Politisches Aufräumen nach der Elbeflut

Während das Hochwasser zurückgeht, fordert die SPD-Opposition im Niedersächsischen Landtag FDP-Umweltminister Sander zum Rücktritt auf: „Flut verpennt“. Brandenburg verweigerte die Entlastung durch die Öffnung der Havel-Polder

AUS HANNOVER JÜRGEN VOGES

Die Pegelstände in den niedersächsischen Hochwassergebieten sind gestern kräftig um rund einen Zentimeter pro Stunde gesunken. Auch in der Altstadt von Hitzacker gab die Elbe einen Großteil der Straßen und Häuser wieder frei. Zudem floss wieder Strom in den Leitungen der Altstadt, und viele Anwohner konnten immerhin mit dem Putzen und Aufräumen beginnen.

Die von der Katastrophe betroffenen Landkreise Lüneburg und Lüchow-Dannenberg mussten die durchweichten Deiche an Elbe und Jeetzel zwar weiter beobachten, konnten aber wieder einige hundert Katastrophenhelfer nach Hause schicken. Von Wochenanfang bis gestern Mittag sank die Zahl der eingesetzten Feuerwehrleute, Soldaten oder Kräfte des THW von weit über 6.000 auf rund 4.000. Der Landkreis Lüchow-Dannenberg kündigte an, am Donnerstag über die Aufhebung des Katastrophenalarms zu entscheiden.

Während die Bewohner der Hochwassergebiete langsam aufatmen und an bedürftige Flutopfer die ersten Soforthilfen ausgezahlt werden, begann auf politischer Ebene ein Streit um das Katastrophenmanagement. Der Vize der niedersächsischen SPD-Landtagsfraktion, Ex-Landesinnenminister Heiner Bartling, nahm dabei vor allem Umweltminister Hans-Heinrich Sander (FPD) ins Visier, dessen Experten die Flut völlig falsch eingeschätzt hatten. Der Umweltminister habe die Katastrophe „schlicht verpennt“, meinte Bartling. Während am gegenüberliegenden Elbufer in Mecklenburg-Vorpommern vergangene Woche bereits die Bundeswehr im Einsatz gewesen sei, habe das überflutete Hitzacker noch um Katastrophenalarm betteln müssen.
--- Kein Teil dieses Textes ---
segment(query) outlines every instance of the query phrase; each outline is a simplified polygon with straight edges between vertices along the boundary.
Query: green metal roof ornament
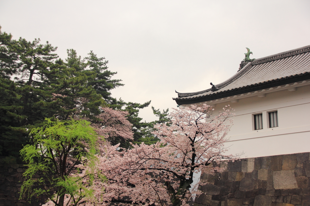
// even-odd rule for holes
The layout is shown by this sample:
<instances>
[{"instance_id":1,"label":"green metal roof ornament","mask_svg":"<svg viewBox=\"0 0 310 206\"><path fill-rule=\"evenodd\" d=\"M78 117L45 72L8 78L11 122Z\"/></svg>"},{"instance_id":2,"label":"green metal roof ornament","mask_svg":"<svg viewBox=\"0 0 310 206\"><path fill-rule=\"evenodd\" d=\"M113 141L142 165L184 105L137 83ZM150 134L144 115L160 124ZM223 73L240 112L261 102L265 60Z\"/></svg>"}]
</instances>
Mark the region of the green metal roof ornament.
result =
<instances>
[{"instance_id":1,"label":"green metal roof ornament","mask_svg":"<svg viewBox=\"0 0 310 206\"><path fill-rule=\"evenodd\" d=\"M246 55L246 57L241 61L241 63L240 64L240 67L239 67L239 70L238 71L240 71L241 69L243 68L243 67L249 62L253 62L255 60L255 59L251 59L250 58L250 54L253 54L252 52L250 51L250 49L246 47L246 49L248 50L248 52L247 53L244 53L245 55Z\"/></svg>"},{"instance_id":2,"label":"green metal roof ornament","mask_svg":"<svg viewBox=\"0 0 310 206\"><path fill-rule=\"evenodd\" d=\"M247 53L245 53L244 54L246 55L245 58L243 59L243 61L247 63L249 62L253 62L254 60L255 60L255 59L251 59L250 58L250 54L253 54L252 52L250 51L250 49L248 48L246 48L246 50L248 50Z\"/></svg>"}]
</instances>

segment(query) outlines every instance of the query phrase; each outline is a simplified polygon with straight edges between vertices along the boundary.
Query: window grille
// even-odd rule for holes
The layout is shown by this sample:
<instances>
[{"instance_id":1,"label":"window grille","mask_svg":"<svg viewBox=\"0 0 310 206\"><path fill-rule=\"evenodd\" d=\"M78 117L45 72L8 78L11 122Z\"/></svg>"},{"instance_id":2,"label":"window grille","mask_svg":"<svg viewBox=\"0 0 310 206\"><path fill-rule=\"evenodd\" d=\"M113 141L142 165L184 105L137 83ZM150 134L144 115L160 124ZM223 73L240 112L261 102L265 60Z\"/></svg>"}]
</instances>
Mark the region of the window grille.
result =
<instances>
[{"instance_id":1,"label":"window grille","mask_svg":"<svg viewBox=\"0 0 310 206\"><path fill-rule=\"evenodd\" d=\"M268 114L269 115L269 128L278 127L277 111L269 112Z\"/></svg>"},{"instance_id":2,"label":"window grille","mask_svg":"<svg viewBox=\"0 0 310 206\"><path fill-rule=\"evenodd\" d=\"M254 115L254 125L255 130L263 129L263 114Z\"/></svg>"}]
</instances>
Ministerpräsident Christian Wulff müsse daher seinen Umweltminister aus dem Verkehr ziehen. SPD-Politiker drohten sogar mit einem Untersuchungsausschuss, falls die Landesregierung ihre Versäumnisse „nicht einräumt und aufarbeitet“.

Unstrittig ist, dass die niedersächsischen Flutprognosen daneben lagen. Den Höhepunkt des Hochwassers erwartete das Umweltministerium in Hannover ursprünglich erst am gestrigen Mittwoch und nicht schon am vergangenen Wochenende. Und auch durch die Höhe der Flutwelle wurden die Experten überrascht. Zum Teil fatale Folgen hatte die Fehlprognose für die Einwohner von Hitzacker, die ihre Häuser dann Hals über Kopf ausräumen mussten und nicht ordentlich gegen die Wassermassen sichern konnten. Wie die zuständige Abteilungsleiterin im niedersächsischen Umweltministerium, Almut Kottwitz, gestern erläuterte, waren es vor allen Dingen starke Wasserzuflüsse aus der Havel in die Elbe, die die niedersächsischen Hochwasserprognosen zunichte machten. Während beim Jahrhunderthochwasser des Jahres 2002 Elbwasser in die Havel geströmt war und die Flutung der Havel-Polder den Wasserstand der Elbe gesenkt hatte, war es diesmal umgekehrt. Aus der Havel strömte Wasser in die Elbe. Deswegen habe sich das Hochwasser gerade am Dienstag und Mittwoch vergangener Woche ganz anders entwickelt als prognostiziert. Umweltminister Sander verlangte denn auch am vergangenem Mittwoch vergeblich von Brandenburg, die Havel-Polder erneut zu fluten, um Elbwasser aufzunehmen. Brandenburg lehnte dies mit Hinweis auf den zu hohen Wasserstand des Nebenflusses ab. Ministerpräsident Wulff nahm dies später zum Anlass, ein gemeinsames Hochwassermanagement aller Bundesländer an der Elbe anzumahnen. Die niedersächsische Landesregierung wurde von den Fehlprognosen kalt erwischt. Der zuständige Innenminister, Uwe Schünemann, reiste nach Kasachstan, Regierungschef Wulff weilte in Südafrika.